Jason Mize, A.J. Childers, Chad King, Sweet Davis and Danny Barrett celebrated graduation from the Central Alabama K9 Training Center in Jemison on Feb. 5. (Photo by Anthony Richards / Advertiser)

Jason Mize, A.J. Childers, Chad King, Sweet Davis and Danny Barrett celebrated graduation from the Central Alabama K9 Training Center in Jemison on Feb. 5. (Photo by Anthony Richards / Advertiser)

The Central Alabama Police K9 Training Center has developed bonds between dogs and their fellow officers for over the past two decades.

Sweet and Kevin Davis have run the operation during that time. Sweet Davis is a hands-on instructor throughout the training process, which ranges from five to 10 weeks depending on the specific program and specialty of the dog.

There are certain types of jobs that dogs can be trained to specialize in. According to Davis, a dog has an initial cost of around $6,000 with training costs to follow.

“We’ve brought dogs back from Germany,” Sweet Davis said. “It’s not that we don’t have good dogs in the states, but we breed our dogs for show quality and to be family pets. That takes the working drives out.”

A tracking dog fully trained costs a police department $15,000, while a drug dog is $12,000 and a rescue dog is $10,000.

Since Sweet Davis was a child, she always had a fascination with dogs. The Maplesville Police Department sent her to a K9 instructor school where she earned her license, which allowed her to provide dogs with certification.

She uses a teaching method designed to work with a dog’s natural instincts and find what drives a dog toward success just as a human would be.

According to Davis, dogs are working toward the earning of a “paycheck” just like humans.

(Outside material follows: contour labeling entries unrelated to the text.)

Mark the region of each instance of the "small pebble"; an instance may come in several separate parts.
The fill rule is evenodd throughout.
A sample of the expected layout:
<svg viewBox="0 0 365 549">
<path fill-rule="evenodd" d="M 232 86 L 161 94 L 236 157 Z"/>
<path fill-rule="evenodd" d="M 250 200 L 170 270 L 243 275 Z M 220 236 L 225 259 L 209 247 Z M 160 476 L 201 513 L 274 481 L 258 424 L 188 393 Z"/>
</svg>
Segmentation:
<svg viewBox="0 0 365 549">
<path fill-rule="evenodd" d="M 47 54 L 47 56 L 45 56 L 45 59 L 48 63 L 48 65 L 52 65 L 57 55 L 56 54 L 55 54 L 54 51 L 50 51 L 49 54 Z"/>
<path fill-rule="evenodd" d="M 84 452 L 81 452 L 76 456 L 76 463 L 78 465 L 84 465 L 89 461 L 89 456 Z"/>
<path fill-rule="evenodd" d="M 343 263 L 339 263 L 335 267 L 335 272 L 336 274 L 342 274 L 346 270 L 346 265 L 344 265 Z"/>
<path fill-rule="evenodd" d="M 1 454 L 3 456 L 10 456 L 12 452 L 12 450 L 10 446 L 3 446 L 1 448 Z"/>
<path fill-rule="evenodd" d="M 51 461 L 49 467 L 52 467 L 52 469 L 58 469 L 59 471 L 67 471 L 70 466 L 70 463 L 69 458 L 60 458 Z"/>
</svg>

In the case of a dog, instead of money the “paycheck” is a toy or food.

“They are working for a reward at the end,” Davis said. “A lot of times that reward is personal praise or contact. Whatever the dog wants the most.”

K9 decoy and assistant at the Central Alabama K9 Training Center Charlie Newfield waits anxiously during a training exercise. (Photo Contributed)

K9 decoy and assistant at the Central Alabama K9 Training Center Charlie Newfield waits anxiously during a training exercise. (Photo Contributed)

Once that “paycheck” is understood, then the real training can begin.

As soon as the officer meets the dog, the bonding process begins. The dogs develop a close-knit relationship with their handlers, as they each live together and ride along in the police car.

“You’ve got to be able to read a dog by looking at it and knowing what it wants,” Davis said. “Not everyone can do it. It’s a gift.”

The training procedures differ for tracking and bomb dogs.

The facility consists of a couple of buildings with fields and woods behind that make for perfect tracking courses.

A tracking course is set up to depict a real-life situation with scents that the dog must follow. Three to six tracks are prepared per day at the facility.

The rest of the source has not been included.